CLMay 19, 2023

Contextualized Word Vector-based Methods for Discovering Semantic Differences with No Training nor Word Alignment

arXiv:2305.11516v1
Originality Incremental advance
AI Analysis

This addresses the challenge of semantic analysis in computational linguistics for researchers and practitioners by offering a simpler, assumption-free method, though it is incremental as it builds on existing contextualized vector techniques.
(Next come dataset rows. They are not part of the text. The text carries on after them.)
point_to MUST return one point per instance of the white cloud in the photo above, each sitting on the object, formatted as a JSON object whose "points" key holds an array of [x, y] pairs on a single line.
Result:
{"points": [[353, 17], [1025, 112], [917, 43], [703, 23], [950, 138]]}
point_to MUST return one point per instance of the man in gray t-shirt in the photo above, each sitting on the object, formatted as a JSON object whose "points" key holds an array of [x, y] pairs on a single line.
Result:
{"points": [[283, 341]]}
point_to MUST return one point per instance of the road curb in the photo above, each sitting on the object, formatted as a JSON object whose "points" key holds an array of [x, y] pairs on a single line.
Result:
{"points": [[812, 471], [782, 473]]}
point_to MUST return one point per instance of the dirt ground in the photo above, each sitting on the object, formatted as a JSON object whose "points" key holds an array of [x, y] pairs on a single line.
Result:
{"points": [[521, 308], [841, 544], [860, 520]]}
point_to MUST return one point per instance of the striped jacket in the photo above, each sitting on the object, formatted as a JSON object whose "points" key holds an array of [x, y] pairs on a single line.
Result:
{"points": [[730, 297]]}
The paper tackles the problem of discovering semantic differences between words across two corpora without requiring training or word alignment, by using the norms of contextualized word vectors to reflect meaning coverage, and demonstrates effectiveness in handling corpus size skew, detecting differences in infrequent words, and pinpointing missing meanings in native/non-native and historical English corpora.

In this paper, we propose methods for discovering semantic differences in words appearing in two corpora based on the norms of contextualized word vectors. The key idea is that the coverage of meanings is reflected in the norm of its mean word vector. The proposed methods do not require the assumptions concerning words and corpora for comparison that the previous methods do. All they require are to compute the mean vector of contextualized word vectors and its norm for each word type. Nevertheless, they are (i) robust for the skew in corpus size; (ii) capable of detecting semantic differences in infrequent words; and (iii) effective in pinpointing word instances that have a meaning missing in one of the two corpora for comparison. We show these advantages for native and non-native English corpora and also for historical corpora.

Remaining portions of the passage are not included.